A Bible reading session last month posed the question of the afterlife (Mt 22). After a long exploration of the topic, I came to think that it involves questioning the very definition of life and death themselves! Using my habit of emergent layers, applied to an individual person (cf. numeral symbol by Bernard Werber), I came out with this table to describe what it means to be alive or dead:

Evolution levels

State of Life

State of Death

5. Saint (spiritual)

Hope, Faith, Love

Despair, denial/betrayal, hate

4. Human (mental)

Personality, intelligence, humour

Madness, mental handicap

3. Animal (emotional)

Sensory and emotional reaction, desires

Lethargic, vegetative state

2. Plant (biological)

Biological life, health

Handicap, decease

1. Mineral (physical)

Body, physical presence

Disaggregation

0. Through others (vicarious)

Name, stories, worship, statue

Oblivion

This table matches the cardinal cycle and the 4 fields of education, with 2: sport for the body, 3: art for the heart, 4: science for the mind, and 5: wisdom for the soul. I also add a “zero” level which corresponds to our life (and survival!) through others: how we are known and remembered. With this table, it appears that death is often gradual: being handicapped, desperate, and ignored, already cripples the wholeness of our life. Often the death of the higher levels would cause the lower ones in turn to crumble.
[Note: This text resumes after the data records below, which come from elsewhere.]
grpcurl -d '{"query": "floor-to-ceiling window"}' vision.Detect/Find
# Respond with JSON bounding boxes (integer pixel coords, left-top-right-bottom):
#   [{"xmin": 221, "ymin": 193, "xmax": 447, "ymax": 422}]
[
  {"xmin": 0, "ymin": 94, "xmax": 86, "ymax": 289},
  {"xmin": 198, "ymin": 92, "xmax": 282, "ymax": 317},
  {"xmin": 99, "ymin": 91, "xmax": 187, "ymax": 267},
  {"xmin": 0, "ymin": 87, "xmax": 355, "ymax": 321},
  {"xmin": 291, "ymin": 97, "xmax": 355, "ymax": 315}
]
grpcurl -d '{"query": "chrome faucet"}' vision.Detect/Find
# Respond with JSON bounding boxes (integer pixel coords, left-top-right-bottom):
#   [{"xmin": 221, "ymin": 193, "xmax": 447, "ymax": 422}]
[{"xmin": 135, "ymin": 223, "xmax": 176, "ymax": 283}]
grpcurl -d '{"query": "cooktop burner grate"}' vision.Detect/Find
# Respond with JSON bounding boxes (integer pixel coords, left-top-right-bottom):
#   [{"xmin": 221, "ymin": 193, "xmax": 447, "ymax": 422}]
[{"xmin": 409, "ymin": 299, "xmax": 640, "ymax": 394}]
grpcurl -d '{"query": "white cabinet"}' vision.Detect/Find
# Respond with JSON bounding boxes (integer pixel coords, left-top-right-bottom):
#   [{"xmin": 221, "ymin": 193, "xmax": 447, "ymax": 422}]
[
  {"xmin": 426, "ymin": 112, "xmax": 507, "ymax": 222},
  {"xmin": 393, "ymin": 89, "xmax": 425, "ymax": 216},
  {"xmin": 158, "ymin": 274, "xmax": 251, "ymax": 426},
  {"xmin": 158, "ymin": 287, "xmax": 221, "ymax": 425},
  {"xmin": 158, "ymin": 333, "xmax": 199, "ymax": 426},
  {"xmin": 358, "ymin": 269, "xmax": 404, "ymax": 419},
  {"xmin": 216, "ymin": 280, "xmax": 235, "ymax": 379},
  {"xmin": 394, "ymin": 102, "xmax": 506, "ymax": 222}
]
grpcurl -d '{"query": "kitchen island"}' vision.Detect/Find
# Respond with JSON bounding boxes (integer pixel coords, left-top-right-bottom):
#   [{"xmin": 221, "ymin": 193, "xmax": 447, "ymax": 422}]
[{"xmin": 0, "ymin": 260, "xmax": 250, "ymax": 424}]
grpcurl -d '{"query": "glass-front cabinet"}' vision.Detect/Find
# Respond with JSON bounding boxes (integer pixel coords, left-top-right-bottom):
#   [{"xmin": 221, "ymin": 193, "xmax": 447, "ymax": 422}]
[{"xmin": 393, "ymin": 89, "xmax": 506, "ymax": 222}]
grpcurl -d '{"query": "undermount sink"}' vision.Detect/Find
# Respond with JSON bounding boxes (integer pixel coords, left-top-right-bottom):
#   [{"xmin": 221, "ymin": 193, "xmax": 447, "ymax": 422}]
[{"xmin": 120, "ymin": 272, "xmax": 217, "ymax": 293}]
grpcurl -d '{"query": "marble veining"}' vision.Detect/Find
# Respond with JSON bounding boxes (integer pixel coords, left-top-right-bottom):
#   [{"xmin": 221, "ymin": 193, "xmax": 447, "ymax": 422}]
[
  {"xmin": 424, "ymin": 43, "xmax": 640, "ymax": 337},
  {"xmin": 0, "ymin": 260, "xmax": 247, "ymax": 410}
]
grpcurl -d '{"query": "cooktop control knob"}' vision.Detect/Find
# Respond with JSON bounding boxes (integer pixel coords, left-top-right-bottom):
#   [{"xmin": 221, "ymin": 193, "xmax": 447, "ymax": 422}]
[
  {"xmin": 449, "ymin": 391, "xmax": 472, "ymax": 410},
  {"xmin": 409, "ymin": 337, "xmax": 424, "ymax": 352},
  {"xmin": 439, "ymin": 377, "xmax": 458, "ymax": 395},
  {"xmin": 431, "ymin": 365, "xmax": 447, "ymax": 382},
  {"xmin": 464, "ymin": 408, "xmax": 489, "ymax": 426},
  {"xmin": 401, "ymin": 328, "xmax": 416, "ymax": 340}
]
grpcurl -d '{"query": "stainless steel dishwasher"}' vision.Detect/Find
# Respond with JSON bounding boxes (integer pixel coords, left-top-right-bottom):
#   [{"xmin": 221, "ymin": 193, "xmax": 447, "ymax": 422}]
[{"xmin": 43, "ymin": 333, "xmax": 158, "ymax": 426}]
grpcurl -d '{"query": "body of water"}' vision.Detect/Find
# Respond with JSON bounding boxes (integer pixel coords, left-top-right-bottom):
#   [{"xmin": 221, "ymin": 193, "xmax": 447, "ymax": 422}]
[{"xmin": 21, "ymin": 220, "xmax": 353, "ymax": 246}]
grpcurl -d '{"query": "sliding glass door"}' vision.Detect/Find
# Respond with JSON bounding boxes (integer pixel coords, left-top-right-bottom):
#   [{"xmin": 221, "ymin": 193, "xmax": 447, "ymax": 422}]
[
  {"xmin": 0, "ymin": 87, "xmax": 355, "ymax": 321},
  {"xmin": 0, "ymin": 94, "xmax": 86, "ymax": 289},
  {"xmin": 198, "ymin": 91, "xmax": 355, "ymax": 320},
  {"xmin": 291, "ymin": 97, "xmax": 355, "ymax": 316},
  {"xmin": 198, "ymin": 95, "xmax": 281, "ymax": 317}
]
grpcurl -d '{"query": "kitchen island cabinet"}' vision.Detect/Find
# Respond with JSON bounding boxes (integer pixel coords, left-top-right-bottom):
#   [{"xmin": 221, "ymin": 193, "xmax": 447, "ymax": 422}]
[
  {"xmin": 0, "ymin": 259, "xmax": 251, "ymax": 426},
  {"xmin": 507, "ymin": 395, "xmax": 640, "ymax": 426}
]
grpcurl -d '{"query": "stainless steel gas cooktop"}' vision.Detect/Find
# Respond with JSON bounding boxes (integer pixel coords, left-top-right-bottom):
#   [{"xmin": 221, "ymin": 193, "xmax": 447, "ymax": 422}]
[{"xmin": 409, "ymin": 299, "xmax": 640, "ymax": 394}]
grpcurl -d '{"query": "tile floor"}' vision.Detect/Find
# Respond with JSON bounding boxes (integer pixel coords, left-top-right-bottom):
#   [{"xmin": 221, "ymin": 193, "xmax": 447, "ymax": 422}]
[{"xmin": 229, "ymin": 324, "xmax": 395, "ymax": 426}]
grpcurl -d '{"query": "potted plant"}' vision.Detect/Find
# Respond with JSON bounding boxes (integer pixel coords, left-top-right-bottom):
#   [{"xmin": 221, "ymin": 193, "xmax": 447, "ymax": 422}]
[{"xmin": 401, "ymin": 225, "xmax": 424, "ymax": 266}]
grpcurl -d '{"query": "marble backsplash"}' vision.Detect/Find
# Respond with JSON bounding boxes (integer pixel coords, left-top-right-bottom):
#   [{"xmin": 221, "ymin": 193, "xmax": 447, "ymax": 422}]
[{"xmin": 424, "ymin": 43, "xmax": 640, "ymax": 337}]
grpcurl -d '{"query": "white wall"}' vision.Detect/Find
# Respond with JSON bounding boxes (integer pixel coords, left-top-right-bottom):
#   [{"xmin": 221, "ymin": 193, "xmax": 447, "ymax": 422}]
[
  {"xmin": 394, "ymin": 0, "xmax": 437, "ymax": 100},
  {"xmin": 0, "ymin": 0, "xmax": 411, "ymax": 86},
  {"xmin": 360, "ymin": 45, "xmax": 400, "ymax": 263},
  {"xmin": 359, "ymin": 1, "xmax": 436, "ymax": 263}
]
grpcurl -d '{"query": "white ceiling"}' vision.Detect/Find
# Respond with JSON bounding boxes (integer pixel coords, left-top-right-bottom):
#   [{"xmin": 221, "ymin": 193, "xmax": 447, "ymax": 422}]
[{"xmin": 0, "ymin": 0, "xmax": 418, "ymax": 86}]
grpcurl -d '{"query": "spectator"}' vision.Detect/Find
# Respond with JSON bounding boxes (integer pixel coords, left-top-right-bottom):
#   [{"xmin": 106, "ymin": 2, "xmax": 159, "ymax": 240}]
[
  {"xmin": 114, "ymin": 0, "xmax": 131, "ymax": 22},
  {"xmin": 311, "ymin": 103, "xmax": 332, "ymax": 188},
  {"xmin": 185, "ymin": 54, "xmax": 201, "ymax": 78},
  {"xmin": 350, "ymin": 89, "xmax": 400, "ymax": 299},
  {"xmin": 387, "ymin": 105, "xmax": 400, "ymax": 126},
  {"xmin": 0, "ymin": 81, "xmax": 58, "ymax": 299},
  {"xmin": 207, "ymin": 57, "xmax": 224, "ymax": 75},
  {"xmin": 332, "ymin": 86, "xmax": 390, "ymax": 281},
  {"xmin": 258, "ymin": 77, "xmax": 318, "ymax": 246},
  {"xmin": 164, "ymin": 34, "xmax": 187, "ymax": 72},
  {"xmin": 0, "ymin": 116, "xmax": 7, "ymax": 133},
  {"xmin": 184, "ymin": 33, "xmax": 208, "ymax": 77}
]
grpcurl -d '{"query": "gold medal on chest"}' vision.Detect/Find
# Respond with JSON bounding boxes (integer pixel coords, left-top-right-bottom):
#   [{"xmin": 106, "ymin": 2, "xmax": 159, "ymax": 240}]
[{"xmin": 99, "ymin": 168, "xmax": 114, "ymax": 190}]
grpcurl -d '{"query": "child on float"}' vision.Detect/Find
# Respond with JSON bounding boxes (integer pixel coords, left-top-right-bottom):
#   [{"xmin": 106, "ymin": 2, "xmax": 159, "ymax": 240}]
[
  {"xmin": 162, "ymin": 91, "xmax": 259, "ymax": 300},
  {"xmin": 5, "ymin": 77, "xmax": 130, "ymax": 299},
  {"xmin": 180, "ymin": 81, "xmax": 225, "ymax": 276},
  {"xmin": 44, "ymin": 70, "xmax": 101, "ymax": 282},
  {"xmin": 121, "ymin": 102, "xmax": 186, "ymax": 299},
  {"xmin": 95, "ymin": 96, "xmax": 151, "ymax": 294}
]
However we can also imagine the death of an unknown person, keeping quietly his wisdom and conscience till the end.

The above table may seem to over-analyse life and death, cutting it into thin nuances, but actually the Greek vocabulary of the New Testament also does so! One of my cousin underlined that in the Gospels there is a distinction between 3 forms of life: Bios: life of the body (2) and (3), Psyche: life of the mind (4), and Zoe: eternal life of the soul (5). We can also match these with the 3 loves: Eros of the body, Philia of the mind, and Agape of the soul. As I like to believe, vocabulary and grammar help with philosophy.

From the etymological angle, resurrection comes from the Latin "resurgere", "to spring up again", akin to "source" but without the idea of "origin". In Chinese 復活 is "return to life", in Vietnamese Phục sinh 復生 is "rebirth". In Greek Ανάσταση: "stand up". It sounds sometimes like a return to our previous life, or the start of a new one.

If we consider that, in the face of his death, a man’s salvation consist in keeping his life, it seems that most cultures tend to focus on the lower levels: a grave, a legend, a statue to remain in people’s head (0), and sometimes a mummy to keep the body. Then many religions and beliefs promise to restore the body (1), bring it back to physical life and health (2), enjoy a paradisaical existence of pleasures (3),  and optionally some grand revelations (4).

What if it were the other way around, eternal life through the higher levels? Simply survive as spirits (4), free from bodily life and heaviness, taking with us the most precious fruits of our soul (5). Like the butterfly leaving the caterpillar cocoon. In Christian context, the realization of divine salvation implies the irrelevance of hope and faith: only love is to remain. Christian theology tells however that the body will be restored, in an uncorruptible form, because God created matter as part of a good creation, as opposed to gnostics who believe that matter is an evil prison for the soul.

Could this utlimate bliss scene also mean to abandon our individuality? Meeting face to face with God should be a fantastic love burst, surely calling for a fusion, following the example of the Trinity. That would mean that even our own self (4) fades out as we merge back into the source of light.

Even further, if this salvation leads to an eternal state of perfection, could time disappear? Time would mean motion and evolution, but hard to imagine a dynamic perfection lasting forever! It would necessary imply fluctuations around the optimum, and the absence of overall increase of excellence would mean terrible boredom for the spirits endowed with memory. Even if their memory were wiped regularly so that they may enjoy the same perfect (groundhog) day forever, that would be a kind of time-loop, not so different from a mere interruption of time. Hard to imagine what could be existence without time, our intimate and yet mysterious life drug! We could be either without time (hit into a bliss wall the end of the road, just like the Big Bang sprung from nowhere), or beyond time, seeing it from above like a spiralling track from its beginning till its end.